Lisa Black, Manager, Oracle Social Cloud Product Management
Engagement v. Audience Size: Which is More Important?
As I think about what makes me an analyst at heart, it’s definitely not drowning in meaningless data. Or as I like to say, the “so what” metrics. It’s really about making it easier to make better decisions. According to Gartner: “Through 2017, the number of citizen data scientists will grow five times faster than the number of highly skilled data scientists.” After all, business analytics and all of today’s synonymous buzzwords were once upon a time summed up by the words “decision support,” as in a system to support decision making.

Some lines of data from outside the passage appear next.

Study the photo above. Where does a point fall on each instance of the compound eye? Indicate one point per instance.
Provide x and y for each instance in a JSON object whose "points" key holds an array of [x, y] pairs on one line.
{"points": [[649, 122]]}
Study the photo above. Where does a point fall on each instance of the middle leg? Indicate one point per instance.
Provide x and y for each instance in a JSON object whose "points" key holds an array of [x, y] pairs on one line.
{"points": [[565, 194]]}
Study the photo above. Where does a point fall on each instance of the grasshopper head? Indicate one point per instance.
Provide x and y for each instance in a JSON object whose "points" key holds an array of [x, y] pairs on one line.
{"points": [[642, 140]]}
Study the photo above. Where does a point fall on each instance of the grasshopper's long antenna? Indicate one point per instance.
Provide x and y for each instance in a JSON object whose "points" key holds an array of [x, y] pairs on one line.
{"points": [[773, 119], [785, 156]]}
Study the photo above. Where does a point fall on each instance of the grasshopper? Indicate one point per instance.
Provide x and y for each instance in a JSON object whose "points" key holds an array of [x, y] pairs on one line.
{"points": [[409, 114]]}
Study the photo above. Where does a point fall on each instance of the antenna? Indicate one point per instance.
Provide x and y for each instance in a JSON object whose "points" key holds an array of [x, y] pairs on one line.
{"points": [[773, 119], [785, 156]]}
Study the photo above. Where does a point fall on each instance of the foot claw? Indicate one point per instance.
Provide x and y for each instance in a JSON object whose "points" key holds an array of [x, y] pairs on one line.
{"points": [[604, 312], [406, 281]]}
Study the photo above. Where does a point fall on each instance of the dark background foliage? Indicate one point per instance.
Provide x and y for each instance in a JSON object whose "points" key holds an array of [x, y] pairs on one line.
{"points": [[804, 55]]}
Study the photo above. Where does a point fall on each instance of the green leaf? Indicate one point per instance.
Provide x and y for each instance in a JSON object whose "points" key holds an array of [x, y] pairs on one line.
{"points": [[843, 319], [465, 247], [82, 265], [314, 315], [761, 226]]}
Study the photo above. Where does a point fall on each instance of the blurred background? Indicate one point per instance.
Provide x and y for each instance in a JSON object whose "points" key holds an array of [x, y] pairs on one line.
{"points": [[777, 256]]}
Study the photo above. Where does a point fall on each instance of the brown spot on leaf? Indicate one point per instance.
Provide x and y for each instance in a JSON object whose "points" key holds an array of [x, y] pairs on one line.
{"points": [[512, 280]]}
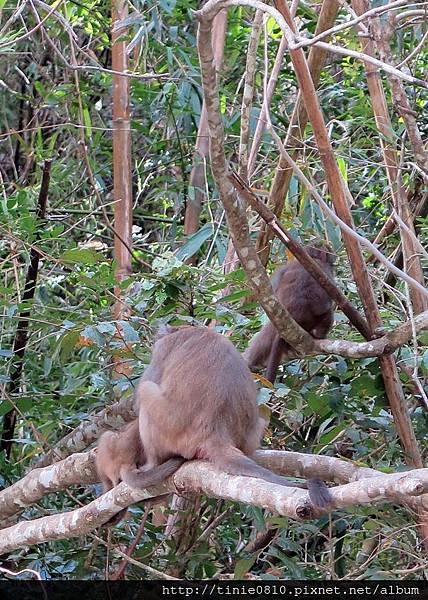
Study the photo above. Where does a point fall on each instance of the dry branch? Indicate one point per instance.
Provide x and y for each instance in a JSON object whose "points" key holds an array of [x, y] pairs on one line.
{"points": [[298, 122], [21, 335]]}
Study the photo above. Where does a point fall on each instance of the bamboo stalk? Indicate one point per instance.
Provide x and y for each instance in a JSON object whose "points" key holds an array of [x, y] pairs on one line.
{"points": [[122, 168]]}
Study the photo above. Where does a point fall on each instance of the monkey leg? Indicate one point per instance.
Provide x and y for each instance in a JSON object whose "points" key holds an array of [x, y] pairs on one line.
{"points": [[143, 478]]}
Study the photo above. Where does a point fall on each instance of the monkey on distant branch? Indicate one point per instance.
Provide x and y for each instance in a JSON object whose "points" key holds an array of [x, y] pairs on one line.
{"points": [[197, 400], [306, 301]]}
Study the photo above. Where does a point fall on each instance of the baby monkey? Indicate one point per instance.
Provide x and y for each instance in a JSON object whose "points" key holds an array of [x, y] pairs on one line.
{"points": [[306, 301], [197, 400]]}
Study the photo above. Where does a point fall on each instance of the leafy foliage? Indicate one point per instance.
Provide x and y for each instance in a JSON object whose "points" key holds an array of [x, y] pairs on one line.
{"points": [[325, 404]]}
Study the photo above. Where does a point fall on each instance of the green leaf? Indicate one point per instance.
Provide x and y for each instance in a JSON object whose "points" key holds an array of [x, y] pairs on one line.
{"points": [[194, 242], [66, 345], [243, 566]]}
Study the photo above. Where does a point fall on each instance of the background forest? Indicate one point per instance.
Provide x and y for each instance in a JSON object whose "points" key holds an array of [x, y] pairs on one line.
{"points": [[111, 223]]}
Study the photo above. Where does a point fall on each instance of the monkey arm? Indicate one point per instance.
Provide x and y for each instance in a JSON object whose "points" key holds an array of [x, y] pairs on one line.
{"points": [[323, 326]]}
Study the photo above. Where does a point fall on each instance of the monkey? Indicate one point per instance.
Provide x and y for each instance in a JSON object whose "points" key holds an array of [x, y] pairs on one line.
{"points": [[121, 452], [197, 400], [306, 301]]}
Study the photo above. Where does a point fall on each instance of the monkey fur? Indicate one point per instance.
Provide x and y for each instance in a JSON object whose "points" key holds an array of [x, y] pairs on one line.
{"points": [[197, 400], [306, 301]]}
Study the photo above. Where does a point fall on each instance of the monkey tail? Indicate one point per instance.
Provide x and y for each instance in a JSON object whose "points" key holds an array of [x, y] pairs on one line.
{"points": [[137, 478], [236, 462]]}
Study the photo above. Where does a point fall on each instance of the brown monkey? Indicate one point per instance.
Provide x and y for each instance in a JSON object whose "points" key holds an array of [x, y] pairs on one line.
{"points": [[306, 301], [197, 399], [120, 453]]}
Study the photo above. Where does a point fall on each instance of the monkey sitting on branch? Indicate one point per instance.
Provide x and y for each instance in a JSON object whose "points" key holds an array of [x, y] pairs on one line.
{"points": [[121, 452], [196, 400], [306, 301]]}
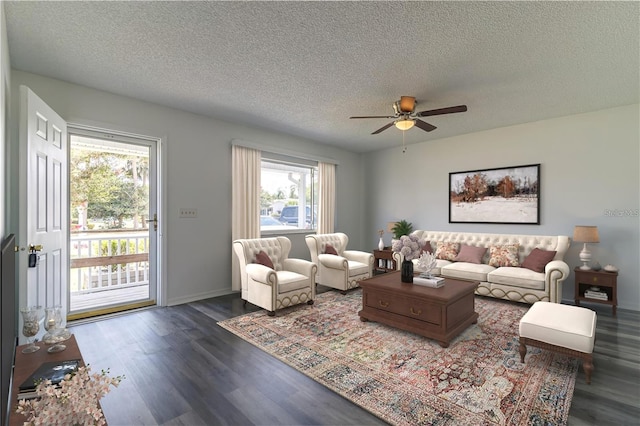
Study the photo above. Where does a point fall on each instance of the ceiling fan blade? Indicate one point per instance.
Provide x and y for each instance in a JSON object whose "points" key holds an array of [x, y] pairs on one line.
{"points": [[425, 126], [449, 110], [407, 103], [375, 116], [385, 127]]}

You may already be wondering what this has to do with engagement and audience size. Everything, that’s what.
Engage, engage, engage.
Engagement matters more.
Let’s say I have an audience of 1000 people, but only 1 person ever engages with me. For simplicity sake, let’s call this 0.1% engagement (1 person who engages with me / 1000 total audience size).
On the other hand, if you have an audience of 100 from which 50 people engage with you on a regular basis, that’s 50% engagement (50 / 100).
Which is better? The much higher engagement rate! It is more valuable to me than the absolute value audience size, because engaged users are advocates for your brand and will likely purchase your product. Disengaged users are just filler.
The Cost of a Growing Audience
Put this example aside for a minute, and let’s take a look at another type of comparison.
At the beginning of the week, I had 1,000 people in my audience. Today I have 1,001. That’s a 0.1% increase [(1,001 today – 1,000 start of week) / 1,000 start of week]. In comparison, you started the week with 100 people in your audience, and today you have 150. That’s a 50% increase.
Still with me? Good, because here’s where it gets really interesting.
In both cases (you and I), each new audience member costs $1 to acquire, and a 1% increase in engagement generates a $100 increase in revenue.
· I spent $1, earned $10, net $9
· You spent $50, earned $5,000, net $4,950
Being you is looking pretty good!
Why yes, it is good to be me.
It’s a mystery to me why so many people trying to measure social marketing react as if “OMG the sky is falling” if an audience of 10,000 drops by 10 people.
I want to make better decisions when I measure social marketing, so I’m going to rely on ratios. Using the Oracle Social Cloud, you can too:
Oh, and did you notice that with the above dashboard I can easily analyze two different social networks side by side? Yeah, that’s also pretty valuable in supporting better decisions.
- Look at percentages, not raw numbers, of your engagement and user growth.
- Use a sophisticated analytics tool, like the SRM, to study your results closely to determine what types of content are yielding the best results
- Ignore the “so what” metrics.
Oh yes, and your social metrics better align with your overall business objectives. But that's for another blog all together.